Since she retired four years ago, Chen Ying, 59, has been bitten by the travel bug.
The last trip the former physician made was at the end of April, when she visited Yunnan province in Southwest China. The 10-day jaunt included trips to Kunming, Lijiang, Dali and the Xishuangbanna Dai autonomous prefecture, but it only cost 800 yuan ($125). "I saw the advertisement at the travel agency near my home, and I thought it was a good bargain," said Chen, from Shijiazhuang, the capital of Hebei province.
Travelers age 55 and younger got an even better deal, though. They were given free trips because they were regarded as having greater spending power than seniors and were more likely to spend reasonable amounts at the various destinations.
The super-cheap package aroused the suspicions of Chen's two daughters, who warned her about the tight schedule, the strong possibility of "forced shopping" and even verbal abuse from the tour guide. Chen regarded their concerns as exaggerated because "there were a lot of seniors joining the trip", so she set out accompanied by her neighbors. They didn't actually join the group until they arrived in Kunming.

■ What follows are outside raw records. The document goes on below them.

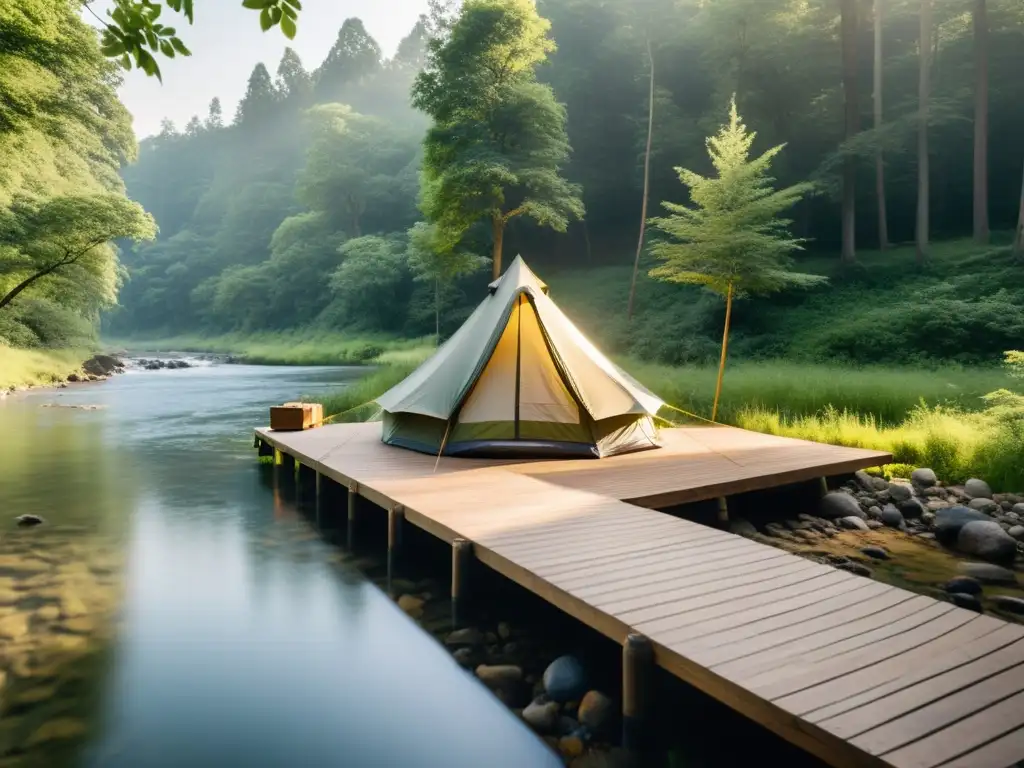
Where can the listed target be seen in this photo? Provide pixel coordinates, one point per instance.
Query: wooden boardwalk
(854, 671)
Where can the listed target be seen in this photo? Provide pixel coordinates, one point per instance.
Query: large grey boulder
(924, 477)
(837, 505)
(900, 492)
(892, 517)
(977, 488)
(949, 521)
(984, 505)
(988, 541)
(911, 508)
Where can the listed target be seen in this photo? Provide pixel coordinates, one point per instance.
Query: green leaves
(132, 36)
(732, 237)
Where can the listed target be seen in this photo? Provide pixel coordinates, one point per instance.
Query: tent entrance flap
(530, 385)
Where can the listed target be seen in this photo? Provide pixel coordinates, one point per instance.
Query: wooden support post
(320, 501)
(638, 667)
(462, 554)
(353, 499)
(395, 518)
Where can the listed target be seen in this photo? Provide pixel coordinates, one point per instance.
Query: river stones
(892, 517)
(837, 505)
(465, 636)
(542, 715)
(987, 572)
(949, 521)
(565, 679)
(964, 585)
(1009, 604)
(923, 477)
(900, 492)
(988, 541)
(977, 488)
(596, 712)
(984, 505)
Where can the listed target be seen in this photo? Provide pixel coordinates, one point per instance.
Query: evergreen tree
(732, 240)
(260, 98)
(294, 83)
(214, 118)
(353, 57)
(498, 140)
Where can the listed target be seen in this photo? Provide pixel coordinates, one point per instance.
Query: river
(172, 612)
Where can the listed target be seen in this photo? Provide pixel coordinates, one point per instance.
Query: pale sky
(226, 43)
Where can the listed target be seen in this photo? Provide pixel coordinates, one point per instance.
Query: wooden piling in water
(462, 553)
(723, 512)
(353, 499)
(638, 668)
(395, 520)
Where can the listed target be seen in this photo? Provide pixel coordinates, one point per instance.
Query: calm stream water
(172, 613)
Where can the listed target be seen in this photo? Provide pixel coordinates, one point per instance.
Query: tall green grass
(288, 348)
(887, 394)
(28, 368)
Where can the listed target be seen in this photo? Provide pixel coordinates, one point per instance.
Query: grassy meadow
(28, 368)
(300, 347)
(935, 418)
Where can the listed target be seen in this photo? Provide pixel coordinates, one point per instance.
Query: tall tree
(646, 179)
(214, 118)
(260, 98)
(924, 93)
(65, 241)
(1019, 237)
(351, 166)
(353, 57)
(980, 24)
(848, 35)
(294, 83)
(732, 240)
(498, 141)
(880, 164)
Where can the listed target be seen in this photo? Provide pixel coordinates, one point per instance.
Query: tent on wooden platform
(518, 379)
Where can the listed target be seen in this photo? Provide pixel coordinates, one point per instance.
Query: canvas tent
(518, 379)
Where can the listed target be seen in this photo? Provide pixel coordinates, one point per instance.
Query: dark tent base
(505, 449)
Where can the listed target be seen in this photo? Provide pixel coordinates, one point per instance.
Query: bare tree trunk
(498, 233)
(980, 122)
(924, 85)
(848, 33)
(1019, 238)
(646, 183)
(725, 349)
(437, 311)
(880, 168)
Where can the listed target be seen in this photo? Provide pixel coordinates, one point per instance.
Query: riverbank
(26, 369)
(301, 347)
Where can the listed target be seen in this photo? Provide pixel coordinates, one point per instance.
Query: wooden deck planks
(853, 670)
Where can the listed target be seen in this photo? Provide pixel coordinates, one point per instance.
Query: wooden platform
(854, 671)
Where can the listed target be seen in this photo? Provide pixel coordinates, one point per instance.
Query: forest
(342, 196)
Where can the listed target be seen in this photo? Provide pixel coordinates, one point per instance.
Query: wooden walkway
(854, 671)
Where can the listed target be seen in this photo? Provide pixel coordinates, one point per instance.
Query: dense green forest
(368, 194)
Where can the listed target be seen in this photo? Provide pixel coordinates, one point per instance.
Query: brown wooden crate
(296, 416)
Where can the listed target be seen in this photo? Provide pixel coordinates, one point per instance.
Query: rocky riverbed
(957, 543)
(59, 592)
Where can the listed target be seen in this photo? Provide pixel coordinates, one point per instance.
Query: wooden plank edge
(759, 482)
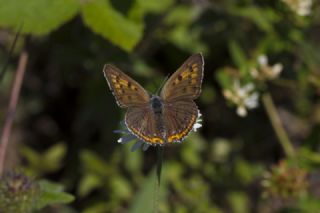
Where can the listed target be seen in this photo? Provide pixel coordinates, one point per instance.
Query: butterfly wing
(141, 122)
(179, 118)
(186, 82)
(126, 90)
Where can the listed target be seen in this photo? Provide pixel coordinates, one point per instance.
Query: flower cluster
(264, 71)
(127, 136)
(244, 97)
(301, 7)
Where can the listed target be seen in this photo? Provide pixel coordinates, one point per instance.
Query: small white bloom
(245, 97)
(241, 111)
(264, 71)
(263, 60)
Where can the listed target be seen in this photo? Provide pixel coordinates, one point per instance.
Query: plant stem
(14, 97)
(277, 125)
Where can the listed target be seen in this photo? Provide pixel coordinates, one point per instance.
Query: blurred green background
(258, 148)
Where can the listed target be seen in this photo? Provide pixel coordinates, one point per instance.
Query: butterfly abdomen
(156, 104)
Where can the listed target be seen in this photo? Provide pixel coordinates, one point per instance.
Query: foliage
(257, 150)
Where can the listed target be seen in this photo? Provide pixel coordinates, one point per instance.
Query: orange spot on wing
(152, 140)
(183, 133)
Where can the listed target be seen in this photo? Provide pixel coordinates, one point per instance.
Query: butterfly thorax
(156, 104)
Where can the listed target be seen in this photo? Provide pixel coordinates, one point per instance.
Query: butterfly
(165, 118)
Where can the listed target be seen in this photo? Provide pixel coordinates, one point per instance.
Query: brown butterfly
(162, 119)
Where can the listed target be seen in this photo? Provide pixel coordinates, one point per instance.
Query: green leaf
(94, 164)
(154, 6)
(54, 156)
(142, 201)
(88, 183)
(102, 18)
(52, 193)
(38, 17)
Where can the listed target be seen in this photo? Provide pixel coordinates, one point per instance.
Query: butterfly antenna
(163, 82)
(4, 68)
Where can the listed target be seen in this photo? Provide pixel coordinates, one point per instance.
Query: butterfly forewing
(185, 83)
(126, 90)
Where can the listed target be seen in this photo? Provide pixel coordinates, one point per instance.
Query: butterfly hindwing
(179, 118)
(185, 83)
(141, 122)
(126, 90)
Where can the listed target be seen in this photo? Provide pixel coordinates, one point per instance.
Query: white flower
(264, 71)
(301, 7)
(244, 97)
(127, 136)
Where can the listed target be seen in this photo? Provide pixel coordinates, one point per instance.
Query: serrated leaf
(52, 193)
(142, 202)
(37, 17)
(103, 19)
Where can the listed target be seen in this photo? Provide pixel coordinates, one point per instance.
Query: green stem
(277, 125)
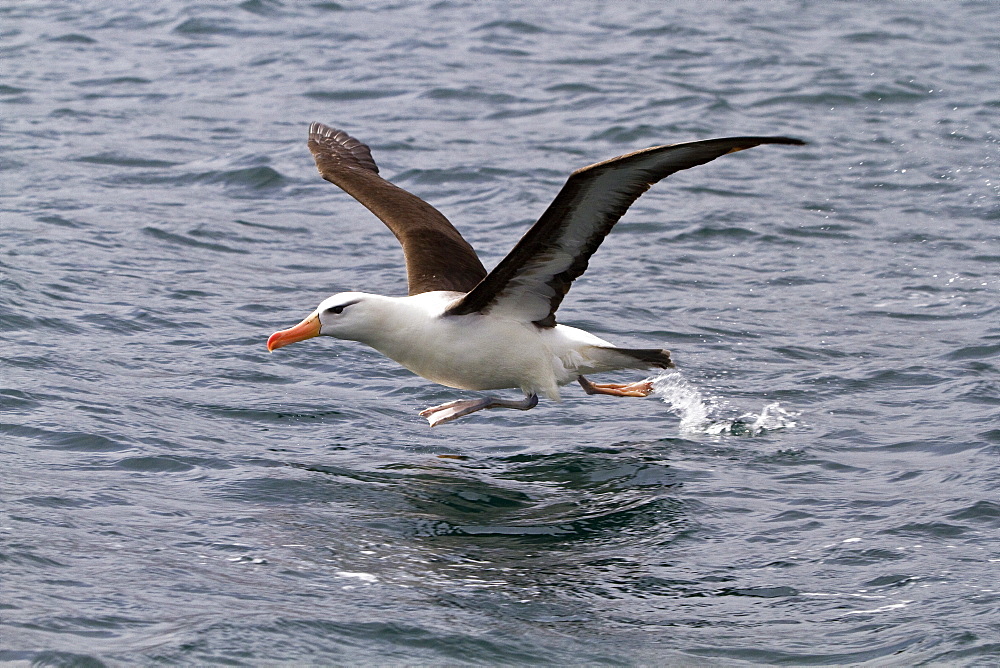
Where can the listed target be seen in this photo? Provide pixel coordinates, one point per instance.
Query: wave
(701, 416)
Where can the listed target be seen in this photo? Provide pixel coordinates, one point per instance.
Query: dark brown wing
(437, 257)
(530, 283)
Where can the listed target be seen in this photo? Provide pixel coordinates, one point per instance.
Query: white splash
(696, 413)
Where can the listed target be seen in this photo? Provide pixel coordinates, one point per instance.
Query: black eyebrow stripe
(344, 305)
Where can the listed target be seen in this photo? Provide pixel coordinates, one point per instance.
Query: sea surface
(818, 483)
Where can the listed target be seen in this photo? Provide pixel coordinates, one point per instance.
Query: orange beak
(306, 329)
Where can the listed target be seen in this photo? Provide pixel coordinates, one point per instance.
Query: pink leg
(643, 388)
(455, 409)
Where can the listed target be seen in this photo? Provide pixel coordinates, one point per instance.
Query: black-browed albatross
(465, 328)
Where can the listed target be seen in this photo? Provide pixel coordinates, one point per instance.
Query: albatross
(462, 327)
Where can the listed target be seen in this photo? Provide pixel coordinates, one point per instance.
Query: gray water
(816, 484)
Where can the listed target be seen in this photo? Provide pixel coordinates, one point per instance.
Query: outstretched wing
(437, 257)
(530, 283)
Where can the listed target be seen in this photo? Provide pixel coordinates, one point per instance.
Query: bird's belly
(479, 353)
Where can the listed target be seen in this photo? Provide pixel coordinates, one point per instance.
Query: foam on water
(702, 416)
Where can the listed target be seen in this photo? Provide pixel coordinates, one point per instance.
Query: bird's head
(347, 315)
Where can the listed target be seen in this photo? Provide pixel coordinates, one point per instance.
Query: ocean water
(817, 483)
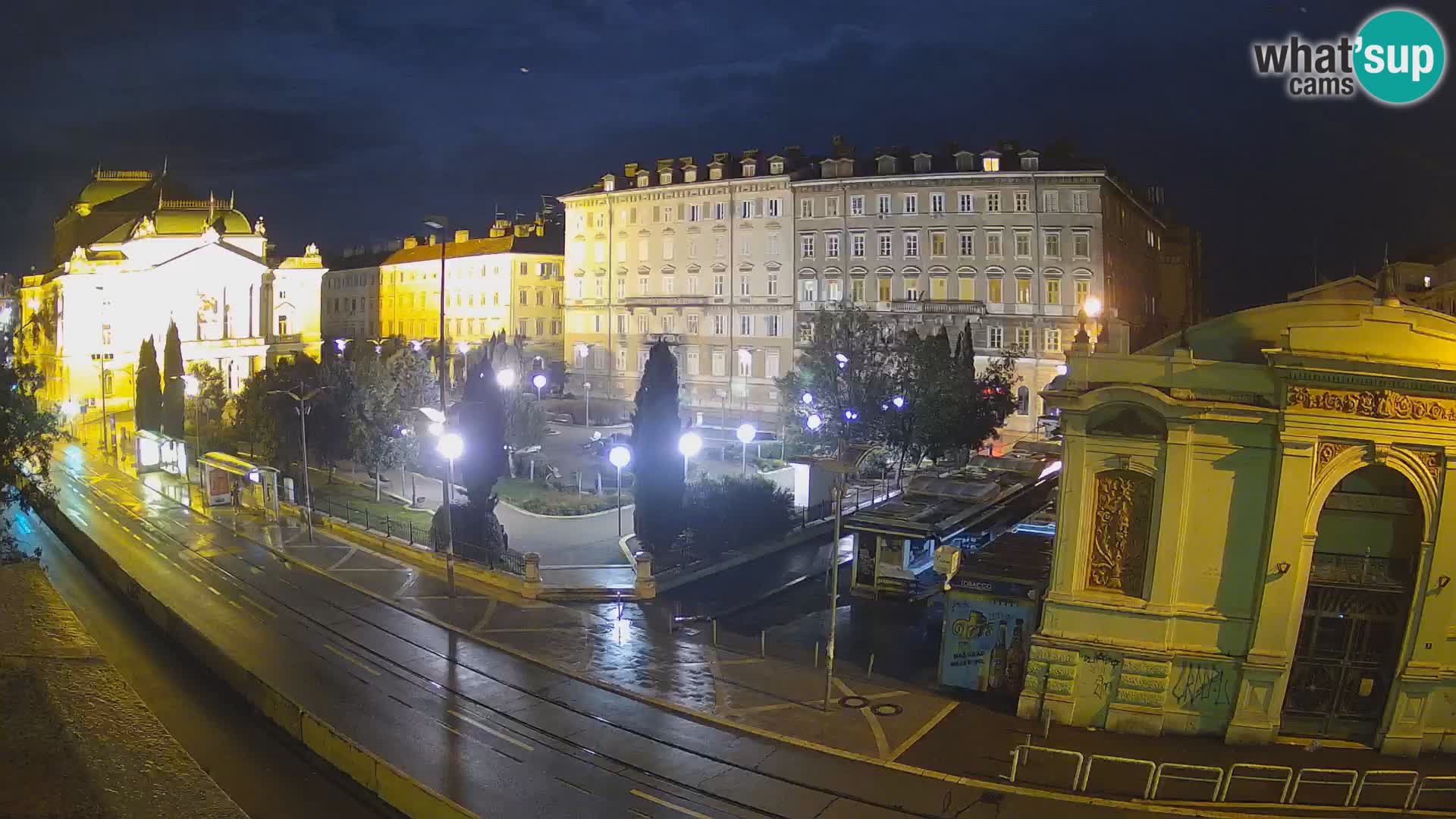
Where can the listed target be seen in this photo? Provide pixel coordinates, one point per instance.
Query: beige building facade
(1254, 531)
(693, 254)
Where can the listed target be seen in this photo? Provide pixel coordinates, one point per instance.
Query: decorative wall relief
(1372, 404)
(1120, 528)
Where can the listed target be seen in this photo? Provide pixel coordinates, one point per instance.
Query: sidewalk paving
(74, 738)
(637, 649)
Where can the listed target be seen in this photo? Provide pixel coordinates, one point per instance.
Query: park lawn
(329, 497)
(535, 497)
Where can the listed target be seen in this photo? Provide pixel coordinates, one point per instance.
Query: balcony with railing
(1329, 569)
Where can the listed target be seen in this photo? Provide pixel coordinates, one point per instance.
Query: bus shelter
(231, 480)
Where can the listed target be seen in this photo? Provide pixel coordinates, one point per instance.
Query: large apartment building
(509, 280)
(699, 256)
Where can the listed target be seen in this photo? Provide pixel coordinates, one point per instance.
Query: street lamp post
(303, 444)
(746, 433)
(619, 457)
(689, 445)
(450, 447)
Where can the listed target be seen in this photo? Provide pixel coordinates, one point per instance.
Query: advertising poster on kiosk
(986, 639)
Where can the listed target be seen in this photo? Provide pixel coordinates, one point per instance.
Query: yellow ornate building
(509, 280)
(133, 256)
(1254, 535)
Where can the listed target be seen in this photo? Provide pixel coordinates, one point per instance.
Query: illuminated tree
(174, 391)
(655, 463)
(27, 436)
(147, 407)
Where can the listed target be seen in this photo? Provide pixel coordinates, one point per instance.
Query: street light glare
(452, 447)
(619, 457)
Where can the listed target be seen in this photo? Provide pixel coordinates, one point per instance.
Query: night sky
(346, 121)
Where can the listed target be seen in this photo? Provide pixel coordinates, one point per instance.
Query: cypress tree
(147, 413)
(655, 461)
(174, 391)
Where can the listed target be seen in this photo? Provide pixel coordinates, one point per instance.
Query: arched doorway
(1356, 607)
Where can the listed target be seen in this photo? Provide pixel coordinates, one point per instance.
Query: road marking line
(353, 659)
(490, 730)
(670, 806)
(924, 730)
(259, 607)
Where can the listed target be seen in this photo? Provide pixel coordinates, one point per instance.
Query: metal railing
(417, 535)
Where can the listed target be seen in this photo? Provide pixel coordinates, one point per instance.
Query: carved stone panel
(1123, 516)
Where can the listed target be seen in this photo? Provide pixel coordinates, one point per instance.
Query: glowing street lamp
(450, 447)
(619, 457)
(746, 433)
(689, 445)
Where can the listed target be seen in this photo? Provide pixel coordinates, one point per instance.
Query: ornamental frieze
(1373, 404)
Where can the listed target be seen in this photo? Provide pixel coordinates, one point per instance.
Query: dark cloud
(343, 121)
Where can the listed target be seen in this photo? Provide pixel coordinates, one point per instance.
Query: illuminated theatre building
(1254, 529)
(131, 256)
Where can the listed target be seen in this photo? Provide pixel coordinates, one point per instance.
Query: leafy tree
(734, 512)
(174, 391)
(655, 461)
(27, 436)
(147, 409)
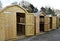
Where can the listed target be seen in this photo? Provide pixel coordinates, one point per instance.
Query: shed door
(46, 23)
(29, 28)
(53, 22)
(2, 34)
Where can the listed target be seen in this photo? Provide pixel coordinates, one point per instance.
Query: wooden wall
(2, 32)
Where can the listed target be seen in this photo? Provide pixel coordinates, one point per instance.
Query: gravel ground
(49, 36)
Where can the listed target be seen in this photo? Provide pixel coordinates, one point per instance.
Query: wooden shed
(42, 23)
(54, 22)
(2, 32)
(17, 22)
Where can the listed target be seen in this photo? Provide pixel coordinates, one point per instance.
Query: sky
(55, 4)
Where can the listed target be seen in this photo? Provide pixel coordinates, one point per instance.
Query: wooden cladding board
(10, 26)
(29, 28)
(2, 33)
(57, 22)
(37, 25)
(54, 22)
(46, 23)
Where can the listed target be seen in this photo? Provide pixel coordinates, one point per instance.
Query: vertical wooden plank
(54, 22)
(29, 28)
(10, 26)
(2, 33)
(46, 23)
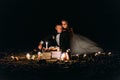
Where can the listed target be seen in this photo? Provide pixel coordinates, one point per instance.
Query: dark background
(23, 23)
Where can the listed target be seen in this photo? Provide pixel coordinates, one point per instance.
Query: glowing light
(109, 53)
(28, 56)
(64, 56)
(96, 54)
(33, 57)
(99, 52)
(84, 55)
(39, 56)
(46, 44)
(16, 58)
(12, 57)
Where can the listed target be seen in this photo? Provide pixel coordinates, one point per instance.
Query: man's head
(58, 28)
(64, 24)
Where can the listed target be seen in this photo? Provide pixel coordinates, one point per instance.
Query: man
(60, 39)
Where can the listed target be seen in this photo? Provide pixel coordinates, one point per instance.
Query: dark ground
(101, 67)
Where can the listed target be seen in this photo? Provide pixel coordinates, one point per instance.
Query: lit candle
(84, 55)
(28, 56)
(33, 57)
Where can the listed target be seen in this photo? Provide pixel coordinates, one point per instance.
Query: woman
(79, 44)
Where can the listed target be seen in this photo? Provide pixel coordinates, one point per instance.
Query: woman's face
(64, 24)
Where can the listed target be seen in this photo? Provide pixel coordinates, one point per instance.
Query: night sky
(23, 23)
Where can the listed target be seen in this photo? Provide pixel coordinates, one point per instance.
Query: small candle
(28, 56)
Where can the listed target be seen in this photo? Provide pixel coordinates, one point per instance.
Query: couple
(59, 38)
(65, 38)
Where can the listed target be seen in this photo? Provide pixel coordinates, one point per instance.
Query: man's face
(59, 28)
(64, 24)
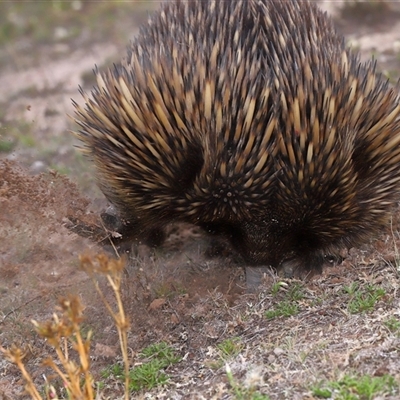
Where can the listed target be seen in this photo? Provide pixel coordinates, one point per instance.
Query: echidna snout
(252, 120)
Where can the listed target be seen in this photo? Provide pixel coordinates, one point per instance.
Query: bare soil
(179, 293)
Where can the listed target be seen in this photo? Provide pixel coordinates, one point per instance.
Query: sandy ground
(179, 293)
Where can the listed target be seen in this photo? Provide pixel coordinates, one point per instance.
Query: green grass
(363, 298)
(150, 372)
(357, 388)
(288, 305)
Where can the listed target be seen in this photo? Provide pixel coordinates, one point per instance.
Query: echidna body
(250, 119)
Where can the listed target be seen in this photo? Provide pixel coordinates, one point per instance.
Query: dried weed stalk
(64, 331)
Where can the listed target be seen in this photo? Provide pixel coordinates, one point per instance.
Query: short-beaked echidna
(252, 120)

Although the trip failed to live up to the promises made in the advertisements, Chen was generally satisfied because the package was extremely cheap and she didn't feel pressured to purchase souvenirs or other unnecessary items.
"The schedule was too tight, though," she said. "For a few days it felt as though we were just driving endlessly along bumpy roads. On the 24-hour train journey back to Shijiazhuang, I didn't rest well, so I took a few days to recover from the trip later," she added. "I'm not that old, but I don't think I can endure these (cheap) tours anymore."
Figures released by the National Bureau of Statistics in 2013 show that the number of Chinese age 60 or older was 202 million. By 2050, that number will nearly double to about 400 million.
The older generation's enthusiasm for travel is growing rapidly. According to Ctrip, a leading online travel agency, 87 percent of those age 50 and older said they definitely plan to travel, and 13 percent said they would "probably" travel. However, 29 percent of those age 25 years and younger, and 17 percent of people in the 26 to 30 age bracket, said they had no travel plans.
A survey conducted in November by the Gerontological Society of Shanghai and East China University of Science and Technology found that many customers were dissatisfied with the services and products provided by travel agencies. About 30 percent of the 2,341 seniors interviewed both online and offline complained that "they felt they had been treated without proper respect while traveling".
The survey also highlighted violations of senior tourists' rights, such as a lack of legal contracts, forced shopping, unexpected changes to itineraries and even travelers being abandoned in the middle of trips.
A retired teacher from Jiangsu province, who would only give her surname as Zhou, said she was abandoned in Beijing after she argued with the tour guides and refused to buy items in a jade shop.
"My husband and I had to book the return train tickets ourselves," said Zhou, 60.